In order to fully represent the scoring (and associated confidence) from the assessment matrix, the habitat proxy maps were drawn as follows:

  • Precedence was given to biotopes identified at the finer level (Level 4), which were coloured according to the combination of score and confidence received in the matrix.
  • Where the Level 4 habitat was not scored in the matrix (e.g. due to lack of evidence), the score for the parent habitat at Level 3 was attributed, if assigned in the matrix.
  • Any habitat in the map that was considered in the matrix, but that did not receive a score 1-3 was coloured grey in the map. This includes both habitats scored as 0 (unsuitable) or not scored (suitability unknown).
  • Where the habitats in the map were identified at a coarser level than Level 3, or where habitats were classed as Level 3 or Level 4 but not assessed in the matrix (e.g. offshore (deeper) circalittoral habitats, mixed habitat classification), these were masked out in the map.

The drawing rule applied for mapping is summarised graphically in Figure 9.

The habitat proxy assessment was applied to the EUNIS habitat data layers clipped to the wider EFH model area (Figure 7). However, due to the fine scale of the inshore habitat data, a smaller case study area was selected for mapping purposes as a demonstration of the application of the approach and to ensure the detail of biotopes at EUNIS Level 4 could be viewed. The case study covers the inshore areas on the west coast of Scotland (Figure 10). It was selected because additional data from inshore fish surveys could be obtained for this area during the project, which allowed to undertake validation of the maps thus produced (see section 2.4). Only for one species (herring spawning grounds) habitat proxy maps were produced covering all Scottish inshore waters as an example of the full extent of the results.

The integrated base layer showing the coverage and distribution of EUNIS habitats (Level 3 and Level 4, as considered in the assessment Matrix) in the case study area is shown Figure 10.

Figure 9. Summary of drawing rule applied to the mapping of habitat proxies based on EUNIS habitat data layers (L3, Level 3 habitat type; L4, Level 4 habitat type). Resulting gradient colours indicated reflect the colour shading in the maps as based on the combination of score and confidence level.
Figure 10. Coverage of the assessed EUNIS habitats in the case study area (west coast of Scotland). Only habitats included in the assessment (Matrix) are shown (coloured) at the highest level available (between Level 3 and Level 4; see Appendix B for details on the individual habitats considered). White marine area in the map includes areas covered by habitat types that were not considered in the matrix assessment ( e.g. A5.27 deep circalittoral sand) or areas for which there is no habitat classification available at either Level 4 or Level 3.

2.4 Maps validation

2.4.1 Additional survey data and evidence

Additional survey data were collated to validate the maps obtained for fish and shellfish species from both data-based models and habitat proxy approach (Table 6).

For sandeel and anglerfish, additional data were obtained from the 2021 survey undertaken within the same survey programmes that were used for the model calibration (Sandeel dredge surveys and SIAMISS, respectively). This year of data could not be included in the model calibration as some of the environmental data layers for 2021 were not available at the time of the analysis. The survey locations for these data are shown in Figure 4.

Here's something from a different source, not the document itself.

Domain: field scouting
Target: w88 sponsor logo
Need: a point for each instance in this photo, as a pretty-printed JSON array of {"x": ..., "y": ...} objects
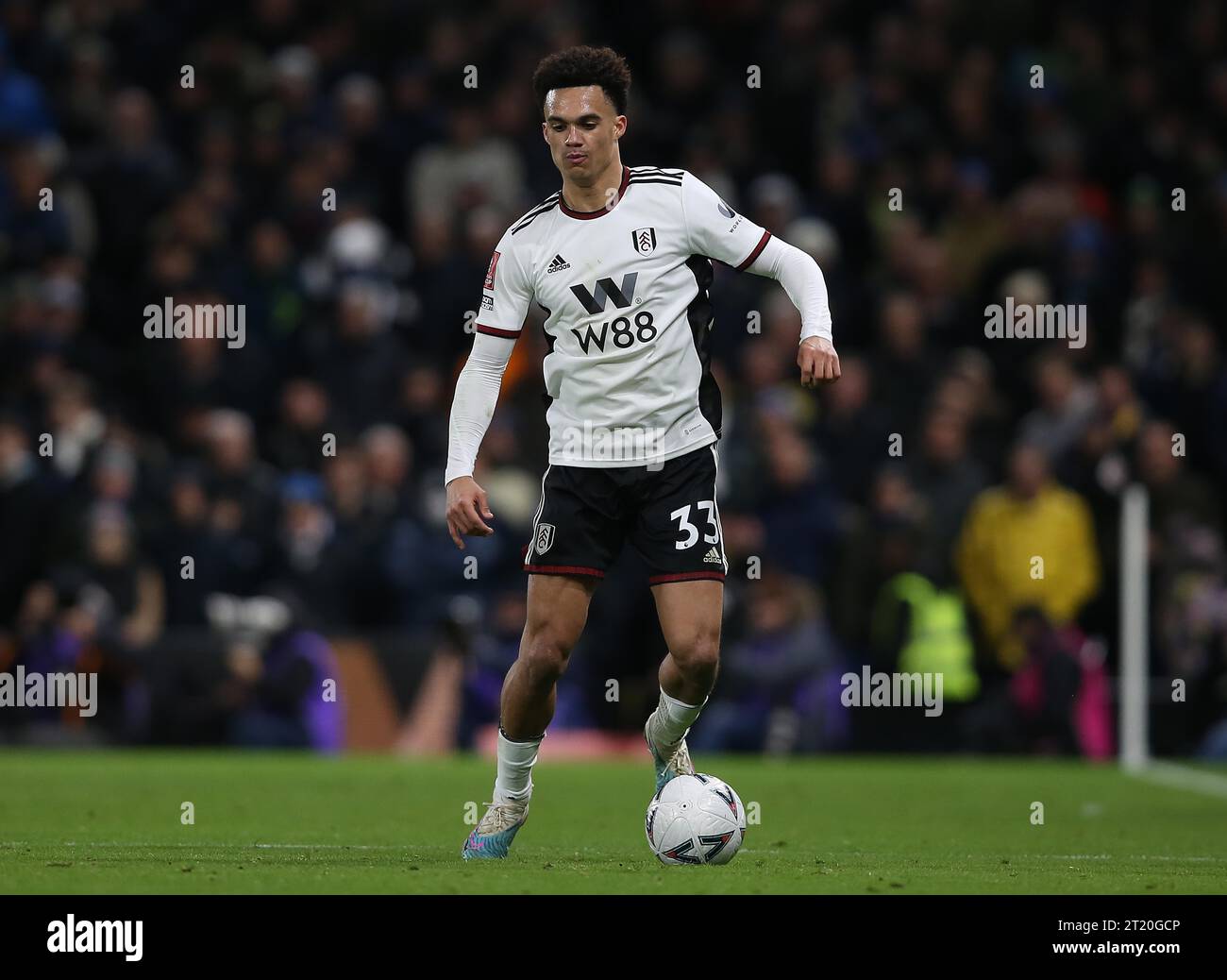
[{"x": 620, "y": 331}]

For Nephrops, additional data were obtained from the Nephrops TV surveys undertaken by Marine Scotland Science in Scottish waters (Figure 11). These video surveys are restricted to suitable Nephrops habitat (identified based on sediment characteristics or fishery VMS data), and they measure Nephrops burrow density rather than individuals, thus providing a direct assessment of the refugia resource.

Survey data from the West Coast of Scotland Demersal Fish Project (WCDF; Ramiro Sánchez et al. 2015) were also obtained for the map validation. This was a joint industry/science project (managed by Marine Scotland Science and the Scottish Fishermen's Federation Services Limited) to better understand the distribution and abundance of demersal fish on the west coast of Scotland. Offshore and inshore quarterly trawl surveys were undertaken between December 2013 and November 2014 (Figure 11). These data were used to validate both model and habitat proxy maps for different fish species (Table 6).

To ensure comparability of these additional survey data with the model prediction maps, the life stages of interest (selected by body size and season; Table 3) and their aggregations (as top quartile CPUE catches in the survey) were identified using the same method applied to the modelled data (see section 2.2.1 for details). Similarly, the top quartile of density of burrows in the Nephrops TV survey was used to identify aggregations. The distribution of aggregations identified from these additional survey data were mapped for comparison with the maps obtained from the modelling approach.

For comparison with the habitat proxy maps, the additional data from all the seasons available for the WCDF survey were considered to identify the actual occurrence of the mapped species in the case study area. The smallest cut-off body size as in Table 3 was used to identify juveniles in the WCDF survey dataset for the mapped species. The distribution of the catches from these additional survey data were mapped for comparison with the maps obtained for the west coast of Scotland from the habitat proxy approach.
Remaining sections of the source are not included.